It used to be simpler: If you want to maximize online ad revenue, don't even think about charging for your content.

But several speakers at Friday's paidContent conference said that the relationship is becoming less black and white. And some, notably FT.com Managing Director Rob Grimshaw, argued that paid content can actually increase online ad revenue.

"There's no tradeoff between having a subscription business and an ad business," Grimshaw said. "The more registered and paid subscribers, the more successful the advertising that results."

FT.com, the online edition of the Financial Times newspaper, has become the standard-bearer for the so-called metered approach to charging for online content that The New York Times and others plan to adopt. FT.com users can read a few articles each month before they're asked to register, and 10 articles before they're asked to buy a subscription.

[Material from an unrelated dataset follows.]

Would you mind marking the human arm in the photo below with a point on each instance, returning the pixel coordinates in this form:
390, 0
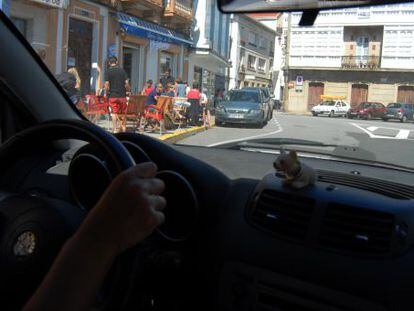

Grimshaw said FT.com has 1.9 million registered users and 121,000 paying users, categories of users that advertisers find significantly more valuable than visitors who have not invested the time and/or cash in the site. He said such users are especially valuable in a time of declining ad revenue: "In a real tough market, it gives you a competitive edge."

The New York Times abandoned its earlier paid content venture, Times Select, not because it wasn't making money (220,000 users were spending $10 million a year), but because the paper concluded it would make more money from advertising on freely-available pages.

Now the paper hopes its metered subscription model will drive overall revenue.

Martin Nisenholtz, senior vice president for digital operations at the Times, said:
"Our goal is to maximize overall revenue. The goal isn't to say we've created largest circulation revenue base or the biggest advertising revenue base. It is to maintain the largest overall base of revenue. The meter has to do with subscriber and advertising management. If you move the meter out and in, the model you create around that can be maximized for overall total revenue."

Nisenholtz declined to provide specific numbers, but Steven Brill, co-founder of the Journalism Online system to enable content charging, said he estimates that the Times will put less than 10 percent of its online ad revenue at risk with the metered online subscription approach it is developing.

It's unclear to what extent paid users can boost the online ad revenue of smaller publications. Jim Shine, publisher of the 32,000-circulation Lima News in Lima, Ohio, told me last year that such a boost to ad revenue had not yet materialized from the pay wall the paper installed last August.

Times Company CEO Arthur Sulzberger cautioned against drawing industry-wide lessons from New York Times experiments: "Answers that we are coming up with are not necessarily the right answer for other news organizations locally. There are other opportunities that might work for them."